The London 1948 Olympics witnessed a significant shift in tone from the previous Games held in Berlin in 1936 ©Getty Images
The London 1948 Olympics witnessed a significant shift in tone from the previous Games held in Berlin in 1936 ©Getty Images

"An obvious example was the disqualification of the American team in the 400 metres relay race owing to a venial error of a judge, and its subsequent rectification on photographic evidence,” the article continued. "The verdict was received with decency and dignity and its reversal of our runners’ victory, even though our only one, was in the circumstances far more bitter than sweet."

This passage features in the excellent book written by Janie Hampson, The Austerity Olympics – When the Games Came to London in 1948 - as does the following, in which David Astor, the recently-appointed editor of The Observer, also comments on the Games:

"Enormous crowds, beating the 1936 Berlin record, have packed the stadium careless equally of scorching sun and drizzling rain; and with limited resources we have managed to offer a hospitable welcome to great numbers of competitors and visitors from abroad…

"All this we have done quietly, with none of the nationalistic ostentation which travestied the Olympic spirit in Berlin. We can feel modest pride that the London Games have been one of the most successful of these festivals of sport and quite the most harmonious on temper.

"May we not claim to be leading contenders for the honourable title, Enemies of Nonsense?"

When the next major Games arrive - be they Olympic, be they Commonwealth - there will surely be a significant moderation in tone, given what we will all have endured in the year or so before. There will surely be less nonsense. And for the Commonwealth Games, that moderation may require significantly less effort.

One’s hope of a saner sporting climate is diminished, admittedly, by the current circumstances in England, whereby the two UEFA Champions League finalists of last year, Tottenham Hotspur and Liverpool, who between them announced profits of £129 million ($158 million/€147 million) for the 2018-2019 financial year, are now seeking to use a Government scheme to pay 80 per cent of their staff’s wages during the pandemic lockdown.

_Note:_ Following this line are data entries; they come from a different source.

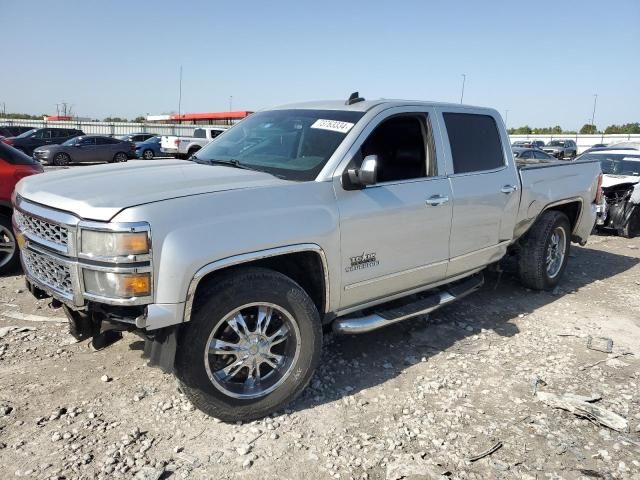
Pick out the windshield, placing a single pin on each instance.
(72, 141)
(291, 144)
(27, 133)
(616, 163)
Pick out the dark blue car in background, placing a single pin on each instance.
(149, 148)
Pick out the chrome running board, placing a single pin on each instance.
(424, 304)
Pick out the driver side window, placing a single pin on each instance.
(404, 147)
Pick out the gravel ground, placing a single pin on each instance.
(417, 400)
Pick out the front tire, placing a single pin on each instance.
(252, 345)
(544, 251)
(9, 252)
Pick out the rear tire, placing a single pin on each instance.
(544, 251)
(632, 227)
(9, 252)
(213, 329)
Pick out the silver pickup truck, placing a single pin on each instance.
(352, 215)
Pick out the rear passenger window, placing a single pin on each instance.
(475, 142)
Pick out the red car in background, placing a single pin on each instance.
(14, 165)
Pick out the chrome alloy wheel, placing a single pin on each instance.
(7, 246)
(556, 251)
(251, 351)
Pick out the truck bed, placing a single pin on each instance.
(545, 181)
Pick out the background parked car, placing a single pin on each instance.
(12, 130)
(620, 187)
(89, 148)
(149, 149)
(562, 149)
(38, 137)
(14, 165)
(137, 137)
(528, 144)
(521, 154)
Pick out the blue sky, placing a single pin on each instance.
(543, 61)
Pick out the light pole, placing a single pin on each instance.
(180, 95)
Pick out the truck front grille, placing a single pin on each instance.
(48, 271)
(41, 229)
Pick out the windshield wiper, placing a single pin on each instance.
(232, 163)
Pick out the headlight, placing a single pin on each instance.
(118, 285)
(114, 244)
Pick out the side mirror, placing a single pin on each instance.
(367, 174)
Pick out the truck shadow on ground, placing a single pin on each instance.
(353, 363)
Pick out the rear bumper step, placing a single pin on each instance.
(423, 305)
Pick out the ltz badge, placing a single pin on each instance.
(365, 260)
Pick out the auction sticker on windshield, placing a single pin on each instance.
(333, 125)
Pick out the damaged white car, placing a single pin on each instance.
(620, 188)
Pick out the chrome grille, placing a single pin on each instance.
(48, 271)
(41, 229)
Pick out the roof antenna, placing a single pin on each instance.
(354, 98)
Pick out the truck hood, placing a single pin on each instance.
(612, 180)
(99, 192)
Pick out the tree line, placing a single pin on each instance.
(587, 129)
(26, 116)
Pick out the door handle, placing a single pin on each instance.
(435, 200)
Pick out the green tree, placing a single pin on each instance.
(626, 128)
(526, 130)
(588, 129)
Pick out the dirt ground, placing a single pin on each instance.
(417, 400)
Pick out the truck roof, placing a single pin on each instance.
(363, 106)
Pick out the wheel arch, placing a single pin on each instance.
(306, 264)
(5, 208)
(571, 207)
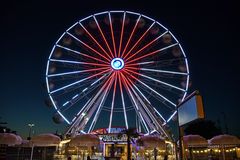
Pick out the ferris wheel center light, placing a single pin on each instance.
(117, 63)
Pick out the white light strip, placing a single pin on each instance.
(63, 117)
(167, 84)
(163, 71)
(159, 114)
(112, 106)
(84, 89)
(65, 103)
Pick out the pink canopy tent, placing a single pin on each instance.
(224, 140)
(85, 140)
(151, 142)
(194, 141)
(47, 139)
(10, 139)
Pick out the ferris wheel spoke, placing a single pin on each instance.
(88, 105)
(95, 41)
(76, 72)
(80, 53)
(134, 103)
(156, 80)
(164, 71)
(113, 39)
(109, 84)
(160, 115)
(151, 89)
(123, 102)
(112, 105)
(84, 91)
(139, 40)
(130, 37)
(86, 45)
(104, 38)
(147, 45)
(139, 91)
(69, 85)
(78, 62)
(122, 31)
(146, 111)
(141, 63)
(152, 53)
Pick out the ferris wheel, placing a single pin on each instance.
(117, 68)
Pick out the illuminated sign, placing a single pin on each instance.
(113, 138)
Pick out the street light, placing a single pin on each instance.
(30, 125)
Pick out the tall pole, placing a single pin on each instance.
(30, 125)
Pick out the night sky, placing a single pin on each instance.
(207, 31)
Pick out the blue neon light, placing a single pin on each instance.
(117, 63)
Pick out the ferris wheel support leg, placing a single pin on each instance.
(158, 125)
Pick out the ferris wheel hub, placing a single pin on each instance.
(117, 63)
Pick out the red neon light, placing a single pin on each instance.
(96, 42)
(137, 42)
(99, 28)
(145, 55)
(143, 48)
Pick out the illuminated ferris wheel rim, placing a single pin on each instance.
(116, 63)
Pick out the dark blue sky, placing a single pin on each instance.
(207, 31)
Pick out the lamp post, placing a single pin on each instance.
(30, 125)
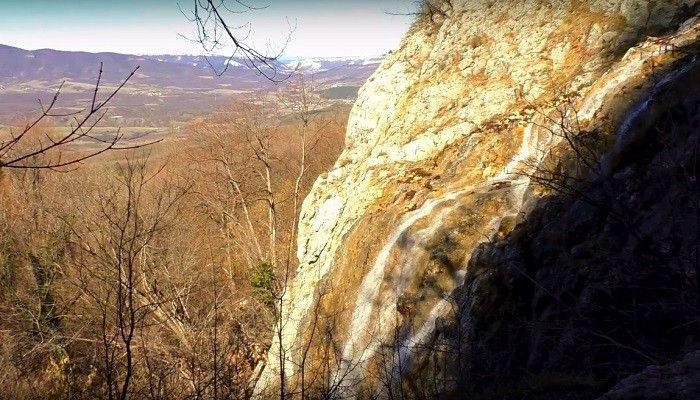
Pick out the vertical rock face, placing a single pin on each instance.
(440, 147)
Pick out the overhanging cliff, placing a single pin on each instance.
(441, 150)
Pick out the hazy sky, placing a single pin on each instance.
(323, 28)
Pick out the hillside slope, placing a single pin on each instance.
(446, 149)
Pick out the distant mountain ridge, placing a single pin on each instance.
(19, 65)
(166, 88)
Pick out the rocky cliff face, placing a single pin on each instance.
(452, 145)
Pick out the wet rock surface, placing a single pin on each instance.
(435, 189)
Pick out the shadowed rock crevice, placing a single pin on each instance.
(573, 300)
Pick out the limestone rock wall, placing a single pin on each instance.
(438, 148)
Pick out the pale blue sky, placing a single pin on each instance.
(323, 28)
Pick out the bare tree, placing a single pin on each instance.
(49, 151)
(216, 33)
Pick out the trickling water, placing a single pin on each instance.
(366, 333)
(370, 289)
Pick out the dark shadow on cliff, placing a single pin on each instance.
(592, 286)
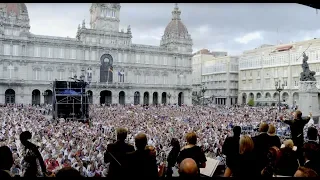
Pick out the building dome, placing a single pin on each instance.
(14, 9)
(176, 27)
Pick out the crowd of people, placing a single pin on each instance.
(179, 138)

When Jamie Carragher, that archetypal Liverpool man and player - albeit that he grew up a fanatical Everton fan - criticises his old club’s action, you know just how misjudged it has been.

But the gracious initial reaction of the Liverpool manager, Jürgen Klopp, to the - as yet - temporary cessation of the Premier League season, with his team just a handful of points away from a runaway win, offers the other possible response for sport in society.

As does the subsequent effort of the club captain, Jordan Henderson, to set up a Premier League fund to benefit National Health Service workers.

At times like this, for all those involved in sport, getting the tone right is vital.